The new strategy builds on the University’s core goals of Teaching & Learning, Research & Discovery and Social Responsibility and stresses the need for all decisions to be taken in the light of its existing carbon commitments.
The strategy highlights six priority operational areas, all linking back to the United Nations Sustainability Goals:
- Construction and Refurbishment
- Risk and Climate Resilience
- Responsible Procurement
- Resource Management
- Valuing Nature
- Travel and Transport
The strategy has been approved by the University’s Board of Governors and is endorsed at the highest level of the University. It was developed following extensive consultation with colleagues and students, who shared their views on the actions the University needed to prioritise and where it needed to improve.
The University’s operational carbon footprint has fallen by 35% since 2007, from approximately 81,000 tonnes CO2e to under 53,000 tonnes in 2022, but more needs to be done across all areas of activity to reach zero carbon by 2038, while cutting emissions as sharply as possible in the run-up to this date.
Professor Nalin Thakkar, Vice-President for Social Responsibility, wants the new strategy to act as a guide for everyone who is part of the University’s community. “Achieving this strategy is a challenge which we must all work towards,” he said. “The University will be allocating significant funds to this, but we must all contribute through the things we do every day at work and by talking to students and colleagues about the things we are doing to make a difference.”
“Some of the measures to achieve this are going to be hard, but everyone in the leadership of the University is committed to making the necessary changes.”
Professor Nalin Thakkar, Vice-President for Social Responsibility
Action already taken by The University of Manchester includes ending investments in fossil fuel companies and reducing the carbon intensity of other investment holdings. The campus runs on 100% renewable electricity and 94% of the University’s waste is diverted from landfill. The University has also recently committed to limiting its business travel emissions to no more than half of pre-COVID levels and so far is on track with this.
Action planned for the future includes proposals to increase energy efficiency, make changes to the Old Quad that promote biodiversity and to shift more of its buildings away from gas boilers to heat pumps.

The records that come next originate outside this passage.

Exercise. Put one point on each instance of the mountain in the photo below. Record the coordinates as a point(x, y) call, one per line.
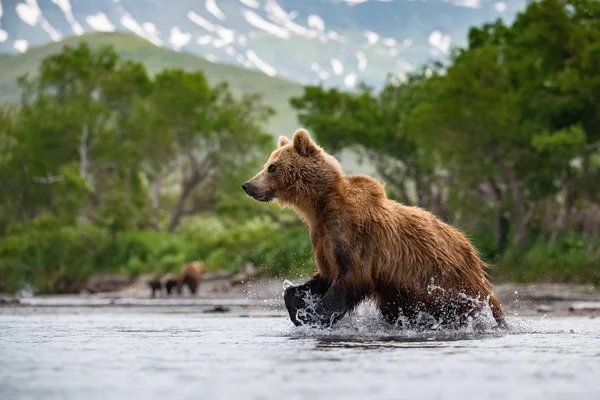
point(337, 42)
point(276, 92)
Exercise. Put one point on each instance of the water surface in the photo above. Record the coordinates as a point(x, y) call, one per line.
point(183, 353)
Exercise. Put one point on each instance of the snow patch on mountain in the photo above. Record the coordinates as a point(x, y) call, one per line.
point(100, 22)
point(30, 13)
point(178, 39)
point(65, 7)
point(213, 8)
point(21, 45)
point(260, 64)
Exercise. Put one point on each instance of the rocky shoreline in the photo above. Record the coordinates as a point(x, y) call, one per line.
point(219, 291)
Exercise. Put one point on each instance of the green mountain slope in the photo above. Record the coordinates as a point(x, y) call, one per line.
point(276, 91)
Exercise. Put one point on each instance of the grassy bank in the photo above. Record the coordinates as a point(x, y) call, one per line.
point(58, 259)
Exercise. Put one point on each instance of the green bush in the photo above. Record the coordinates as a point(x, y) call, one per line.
point(572, 260)
point(55, 258)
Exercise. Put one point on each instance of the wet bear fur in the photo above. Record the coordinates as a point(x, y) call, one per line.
point(367, 246)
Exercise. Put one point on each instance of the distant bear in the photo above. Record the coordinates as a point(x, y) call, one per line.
point(368, 246)
point(190, 275)
point(155, 285)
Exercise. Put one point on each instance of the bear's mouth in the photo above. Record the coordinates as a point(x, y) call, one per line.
point(264, 197)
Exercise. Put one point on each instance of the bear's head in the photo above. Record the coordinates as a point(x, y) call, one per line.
point(298, 171)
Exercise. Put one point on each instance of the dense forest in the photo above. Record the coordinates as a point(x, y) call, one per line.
point(104, 168)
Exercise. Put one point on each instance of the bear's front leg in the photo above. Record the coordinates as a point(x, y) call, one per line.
point(299, 299)
point(316, 303)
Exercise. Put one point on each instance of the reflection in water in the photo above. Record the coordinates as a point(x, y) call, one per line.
point(111, 353)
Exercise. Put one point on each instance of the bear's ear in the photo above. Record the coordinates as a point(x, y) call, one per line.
point(282, 141)
point(303, 143)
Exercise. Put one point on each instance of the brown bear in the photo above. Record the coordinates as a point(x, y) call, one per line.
point(368, 246)
point(190, 275)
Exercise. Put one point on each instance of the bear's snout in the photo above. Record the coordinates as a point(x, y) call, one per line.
point(246, 187)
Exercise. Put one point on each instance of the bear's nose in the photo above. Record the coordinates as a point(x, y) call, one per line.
point(246, 186)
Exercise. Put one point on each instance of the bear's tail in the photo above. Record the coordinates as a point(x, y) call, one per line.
point(497, 311)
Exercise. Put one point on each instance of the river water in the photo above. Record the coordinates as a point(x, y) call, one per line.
point(181, 353)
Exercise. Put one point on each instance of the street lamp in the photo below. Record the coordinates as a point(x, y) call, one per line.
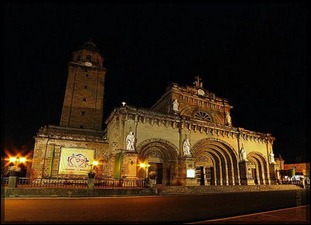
point(15, 168)
point(144, 166)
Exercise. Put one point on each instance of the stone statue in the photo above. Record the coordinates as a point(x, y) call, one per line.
point(175, 105)
point(271, 155)
point(228, 119)
point(242, 154)
point(130, 140)
point(186, 148)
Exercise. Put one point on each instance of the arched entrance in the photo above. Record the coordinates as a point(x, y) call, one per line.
point(217, 162)
point(161, 155)
point(258, 169)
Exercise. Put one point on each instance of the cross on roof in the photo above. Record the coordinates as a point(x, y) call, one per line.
point(197, 82)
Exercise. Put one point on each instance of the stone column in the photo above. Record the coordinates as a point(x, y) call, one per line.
point(245, 173)
point(272, 168)
point(12, 182)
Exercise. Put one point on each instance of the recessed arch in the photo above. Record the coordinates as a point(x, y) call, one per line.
point(224, 157)
point(261, 167)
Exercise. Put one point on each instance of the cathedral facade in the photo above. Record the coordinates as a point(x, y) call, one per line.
point(186, 138)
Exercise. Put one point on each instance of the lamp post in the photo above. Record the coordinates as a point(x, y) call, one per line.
point(144, 166)
point(14, 168)
point(91, 174)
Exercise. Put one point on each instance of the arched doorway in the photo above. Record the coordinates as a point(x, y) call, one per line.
point(161, 156)
point(219, 162)
point(259, 168)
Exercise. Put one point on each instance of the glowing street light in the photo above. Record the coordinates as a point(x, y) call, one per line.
point(145, 167)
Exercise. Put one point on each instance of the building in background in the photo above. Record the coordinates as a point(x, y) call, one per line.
point(186, 138)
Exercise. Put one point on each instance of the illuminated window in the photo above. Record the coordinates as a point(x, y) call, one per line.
point(190, 173)
point(201, 115)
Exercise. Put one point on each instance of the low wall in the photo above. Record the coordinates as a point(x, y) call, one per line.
point(73, 192)
point(221, 189)
point(161, 190)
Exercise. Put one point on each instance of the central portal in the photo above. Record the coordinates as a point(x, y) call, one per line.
point(156, 169)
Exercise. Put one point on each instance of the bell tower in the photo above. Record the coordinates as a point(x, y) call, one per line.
point(84, 95)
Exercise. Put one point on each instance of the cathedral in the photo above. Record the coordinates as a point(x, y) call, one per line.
point(186, 138)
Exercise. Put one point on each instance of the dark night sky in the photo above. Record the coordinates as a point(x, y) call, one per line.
point(254, 54)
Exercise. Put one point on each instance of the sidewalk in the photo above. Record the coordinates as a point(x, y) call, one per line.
point(294, 215)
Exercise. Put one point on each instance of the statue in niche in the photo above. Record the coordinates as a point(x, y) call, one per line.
point(130, 141)
point(175, 105)
point(186, 148)
point(271, 155)
point(242, 154)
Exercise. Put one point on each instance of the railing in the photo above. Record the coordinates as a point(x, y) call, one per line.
point(23, 182)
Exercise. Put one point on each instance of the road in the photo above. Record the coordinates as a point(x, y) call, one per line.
point(147, 209)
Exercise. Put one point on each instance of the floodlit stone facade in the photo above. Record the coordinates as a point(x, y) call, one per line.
point(186, 138)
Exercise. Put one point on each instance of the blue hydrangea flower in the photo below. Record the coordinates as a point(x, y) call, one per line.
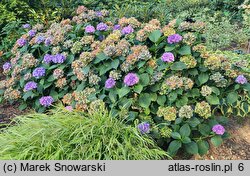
point(38, 72)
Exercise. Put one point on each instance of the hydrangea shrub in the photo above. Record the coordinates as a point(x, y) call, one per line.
point(159, 75)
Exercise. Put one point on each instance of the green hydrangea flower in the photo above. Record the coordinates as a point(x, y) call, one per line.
point(168, 113)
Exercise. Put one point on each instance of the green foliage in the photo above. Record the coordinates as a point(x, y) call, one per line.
point(64, 135)
point(177, 96)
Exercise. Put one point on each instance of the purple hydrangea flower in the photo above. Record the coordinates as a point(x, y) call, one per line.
point(21, 42)
point(32, 33)
point(127, 30)
point(26, 26)
point(89, 29)
point(38, 72)
point(58, 58)
point(110, 83)
point(40, 39)
point(117, 27)
point(6, 66)
point(101, 37)
point(98, 13)
point(144, 127)
point(102, 27)
point(175, 38)
point(69, 108)
point(48, 41)
point(131, 79)
point(47, 58)
point(46, 101)
point(167, 57)
point(218, 129)
point(241, 79)
point(30, 86)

The strategy also contains commitments to further embed sustainability in the curriculum and take advantage of the world-class expertise of its researchers. Training will be developed for all colleagues including leaders to give them the tools to make changes.
Professor Thakkar added: “The future that this strategy lays out is one where we have a campus that is rich in nature, with cleaner air and a lighter footprint on the planet. Some of the measures to achieve this are going to be hard, but everyone in the leadership of the University is committed to making the necessary changes and if we all contribute, we have the ability to be far greater than the sum of our individual parts.”